Travel: The back road to ruins in southern France
IF IT is long and complex history you want, Les Baux de Provence in the south of France is your place.
Perched on a rocky spur, this living museum of castle ruins is one of the best historic sites in France giving a profound experience of life dating back to the 10th century.
The cliff-top castle was mostly destroyed in 1633 during one of many sieges, but today it is an historic site high in the sky that brings to life the daily routines and living conditions in the Middle Ages.
We have visited this spectacular place several times and never tire of its rocky splendour and rich history.
However, this time we took a wrong turn in the car on our way to Les Baux de Provence from our base in nearby Uzes.
We were a bunch of women in a car, gossiping and not paying attention to the lady on the GPS telling us to take the third exit on the roundabout.
We found ourselves in the back roads near St Remy de Provence.
"The GPS will reconfigure," we said and just sat back and enjoyed the beautiful countryside outside St Remy. Lush and green fields, plane trees and vines, narrow roads, endless sunflower fields... a lot to enjoy despite being lost.
Even the cyclists riding side-by-side on the narrow road couldn't spoil the enjoyment of these beautiful back roads.
The farmer on his slow-moving tractor towing cases of apples, trapping us behind him for kilometres on the narrow roads, did not bother us.
We just followed him and congratulated ourselves on being lost in this glorious landscape.
In the end, our GPS lady got us to Les Baux de Provence by way of these back roads, finally taking us up a dangerously high and winding road that had all of us in the car holding our breath.
Our reward was the view of the castle ruins crowning the village of Les Baux as we approached from this back-road route. It was something we would not forget.
The castle ruins are easy to traverse with good walking shoes despite their towering and crumbling presence.
A self-guided audio tour gives you an engaging presentation of the tumultuous history of the lords of Les Baux who presided over the centuries.
The walk leads you to extraordinary discoveries in the ruins: towers, chapels, underground passages, dungeons.
Full-size replica siege weapons send shivers down the spine and attest to medieval military tactics of the times.

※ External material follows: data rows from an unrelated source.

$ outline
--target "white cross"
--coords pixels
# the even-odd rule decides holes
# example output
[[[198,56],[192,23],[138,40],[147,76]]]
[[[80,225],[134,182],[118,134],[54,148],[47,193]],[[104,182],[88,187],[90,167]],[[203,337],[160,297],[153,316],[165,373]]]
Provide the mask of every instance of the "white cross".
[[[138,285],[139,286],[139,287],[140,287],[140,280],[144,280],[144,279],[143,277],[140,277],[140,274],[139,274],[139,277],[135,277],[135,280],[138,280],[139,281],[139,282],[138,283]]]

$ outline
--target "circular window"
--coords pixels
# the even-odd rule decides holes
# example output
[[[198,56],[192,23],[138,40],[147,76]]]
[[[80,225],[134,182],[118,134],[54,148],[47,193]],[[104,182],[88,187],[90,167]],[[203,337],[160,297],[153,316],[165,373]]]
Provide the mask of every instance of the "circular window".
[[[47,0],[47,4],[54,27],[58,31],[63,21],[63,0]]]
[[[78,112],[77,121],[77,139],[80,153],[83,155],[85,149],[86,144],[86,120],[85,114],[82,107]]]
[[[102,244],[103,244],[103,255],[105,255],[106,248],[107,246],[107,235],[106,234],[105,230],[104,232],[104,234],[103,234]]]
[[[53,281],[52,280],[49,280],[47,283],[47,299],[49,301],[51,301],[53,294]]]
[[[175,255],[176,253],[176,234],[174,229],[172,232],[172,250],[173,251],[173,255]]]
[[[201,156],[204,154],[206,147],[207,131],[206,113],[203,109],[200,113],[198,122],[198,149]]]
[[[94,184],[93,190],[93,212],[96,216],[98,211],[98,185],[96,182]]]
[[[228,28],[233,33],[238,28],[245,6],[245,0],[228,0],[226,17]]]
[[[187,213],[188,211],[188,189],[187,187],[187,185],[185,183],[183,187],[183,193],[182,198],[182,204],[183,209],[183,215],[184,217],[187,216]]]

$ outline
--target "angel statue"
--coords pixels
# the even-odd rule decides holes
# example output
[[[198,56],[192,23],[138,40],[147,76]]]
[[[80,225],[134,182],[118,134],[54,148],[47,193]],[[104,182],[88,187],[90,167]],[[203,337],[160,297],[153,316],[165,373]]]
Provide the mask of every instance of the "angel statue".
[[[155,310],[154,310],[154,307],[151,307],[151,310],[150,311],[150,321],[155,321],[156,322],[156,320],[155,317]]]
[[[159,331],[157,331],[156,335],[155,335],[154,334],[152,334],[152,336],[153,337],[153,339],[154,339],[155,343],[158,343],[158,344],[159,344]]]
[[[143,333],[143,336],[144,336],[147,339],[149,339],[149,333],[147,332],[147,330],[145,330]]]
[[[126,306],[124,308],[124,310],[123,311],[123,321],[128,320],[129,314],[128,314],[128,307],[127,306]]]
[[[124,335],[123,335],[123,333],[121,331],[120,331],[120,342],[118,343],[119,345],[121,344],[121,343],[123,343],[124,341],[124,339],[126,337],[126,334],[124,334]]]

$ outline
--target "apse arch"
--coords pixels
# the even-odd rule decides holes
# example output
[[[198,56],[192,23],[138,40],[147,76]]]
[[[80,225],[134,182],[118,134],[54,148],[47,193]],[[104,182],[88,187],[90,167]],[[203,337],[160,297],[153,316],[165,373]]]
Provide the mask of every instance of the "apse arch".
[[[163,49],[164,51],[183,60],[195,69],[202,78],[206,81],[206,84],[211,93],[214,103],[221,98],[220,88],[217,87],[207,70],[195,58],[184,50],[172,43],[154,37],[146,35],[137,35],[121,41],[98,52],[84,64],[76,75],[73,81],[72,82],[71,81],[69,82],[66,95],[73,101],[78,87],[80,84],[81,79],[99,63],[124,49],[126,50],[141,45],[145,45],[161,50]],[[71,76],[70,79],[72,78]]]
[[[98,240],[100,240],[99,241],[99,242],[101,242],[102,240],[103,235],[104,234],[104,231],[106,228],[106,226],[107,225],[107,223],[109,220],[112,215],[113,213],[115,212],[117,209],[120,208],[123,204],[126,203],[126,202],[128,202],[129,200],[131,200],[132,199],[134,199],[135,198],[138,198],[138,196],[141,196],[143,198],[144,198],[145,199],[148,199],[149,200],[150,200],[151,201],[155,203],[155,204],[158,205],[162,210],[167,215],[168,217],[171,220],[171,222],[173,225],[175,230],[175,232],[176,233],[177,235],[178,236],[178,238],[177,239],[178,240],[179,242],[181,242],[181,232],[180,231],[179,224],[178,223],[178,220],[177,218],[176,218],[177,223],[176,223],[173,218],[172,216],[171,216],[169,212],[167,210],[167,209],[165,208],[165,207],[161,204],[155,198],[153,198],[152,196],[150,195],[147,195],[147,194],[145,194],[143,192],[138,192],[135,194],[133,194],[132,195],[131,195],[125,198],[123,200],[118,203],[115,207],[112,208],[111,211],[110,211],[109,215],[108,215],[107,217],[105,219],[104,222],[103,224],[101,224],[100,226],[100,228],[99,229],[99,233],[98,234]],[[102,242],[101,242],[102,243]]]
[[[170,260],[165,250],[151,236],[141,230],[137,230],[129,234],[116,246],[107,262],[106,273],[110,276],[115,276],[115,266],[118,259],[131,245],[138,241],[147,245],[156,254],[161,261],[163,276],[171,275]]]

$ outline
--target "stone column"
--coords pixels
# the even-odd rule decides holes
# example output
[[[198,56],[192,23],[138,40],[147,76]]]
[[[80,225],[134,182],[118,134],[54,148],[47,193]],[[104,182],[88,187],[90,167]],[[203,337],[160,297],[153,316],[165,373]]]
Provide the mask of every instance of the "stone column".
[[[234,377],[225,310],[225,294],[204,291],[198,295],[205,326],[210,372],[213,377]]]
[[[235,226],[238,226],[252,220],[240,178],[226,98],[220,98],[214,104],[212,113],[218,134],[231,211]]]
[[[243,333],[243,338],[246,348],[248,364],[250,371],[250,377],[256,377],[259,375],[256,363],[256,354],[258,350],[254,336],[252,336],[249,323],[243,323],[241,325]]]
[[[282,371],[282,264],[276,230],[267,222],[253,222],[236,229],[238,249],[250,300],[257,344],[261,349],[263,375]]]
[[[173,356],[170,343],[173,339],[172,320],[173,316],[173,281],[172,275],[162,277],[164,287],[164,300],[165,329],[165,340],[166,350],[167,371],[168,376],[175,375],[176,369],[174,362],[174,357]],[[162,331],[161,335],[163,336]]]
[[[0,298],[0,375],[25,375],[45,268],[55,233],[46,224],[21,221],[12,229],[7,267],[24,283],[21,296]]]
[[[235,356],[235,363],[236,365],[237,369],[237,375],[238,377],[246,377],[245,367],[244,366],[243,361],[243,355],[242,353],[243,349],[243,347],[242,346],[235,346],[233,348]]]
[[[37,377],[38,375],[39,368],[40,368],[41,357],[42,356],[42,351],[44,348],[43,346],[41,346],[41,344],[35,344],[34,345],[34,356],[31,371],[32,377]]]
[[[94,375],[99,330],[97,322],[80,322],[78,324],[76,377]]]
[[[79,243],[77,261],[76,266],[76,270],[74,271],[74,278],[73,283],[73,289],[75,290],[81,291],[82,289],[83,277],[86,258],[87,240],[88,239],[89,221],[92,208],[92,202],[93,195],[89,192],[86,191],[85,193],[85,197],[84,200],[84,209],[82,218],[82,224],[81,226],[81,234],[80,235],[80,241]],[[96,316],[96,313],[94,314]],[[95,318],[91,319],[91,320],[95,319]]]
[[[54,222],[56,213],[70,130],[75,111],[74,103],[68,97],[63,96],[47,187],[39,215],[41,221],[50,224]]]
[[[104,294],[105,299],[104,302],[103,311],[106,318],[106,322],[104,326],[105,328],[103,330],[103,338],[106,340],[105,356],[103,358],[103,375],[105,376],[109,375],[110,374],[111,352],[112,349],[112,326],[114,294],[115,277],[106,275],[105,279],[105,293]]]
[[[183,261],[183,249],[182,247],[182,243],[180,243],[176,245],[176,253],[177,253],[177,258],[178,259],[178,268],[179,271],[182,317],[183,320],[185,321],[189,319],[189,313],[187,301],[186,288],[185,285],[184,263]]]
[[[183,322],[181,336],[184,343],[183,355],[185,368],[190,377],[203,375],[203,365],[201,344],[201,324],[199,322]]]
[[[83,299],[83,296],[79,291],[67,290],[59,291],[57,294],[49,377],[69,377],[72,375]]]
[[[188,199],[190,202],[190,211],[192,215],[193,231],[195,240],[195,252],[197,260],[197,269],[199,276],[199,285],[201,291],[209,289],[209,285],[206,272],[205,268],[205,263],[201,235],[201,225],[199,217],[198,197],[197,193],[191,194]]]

Enormous catapults defy belief.
Battering rams used to strike at the base of the walls of besieged sites show that man has always been horribly inventive when it comes to weapons of war.
The panorama over the Baux Valley to vineyards and fields of olive trees extends down to the sea.
The grey and twisted rock formations dotting the valley are simultaneously ugly and beautiful.
It is said they inspired one of Dante's visions of hell in his classic The Divine Comedy.
Certainly, looking at their tormented shapes, you can easily feel a strong and creepy connection to what a vision of hell might be.
I have romped over these ruins several times, put my head in the replica stocks like every other tourist for a photo, and absorbed the history and wondered how hard and difficult life must have been all those centuries ago.
On this visit, it was a quick look at the ruins and then a slow walk down the winding maze of streets through the village.
I was with a bunch of women, serious shoppers every one of them, and while castle ruins and tumultuous history held their attention for a full half hour, it was the handmade ceramics and jewellery and fashion that beckoned.
Restaurants and cafes overlooking the panoramic valley give respite from history and shopping and make Les Baux de Provence the perfect place to visit in the south of France.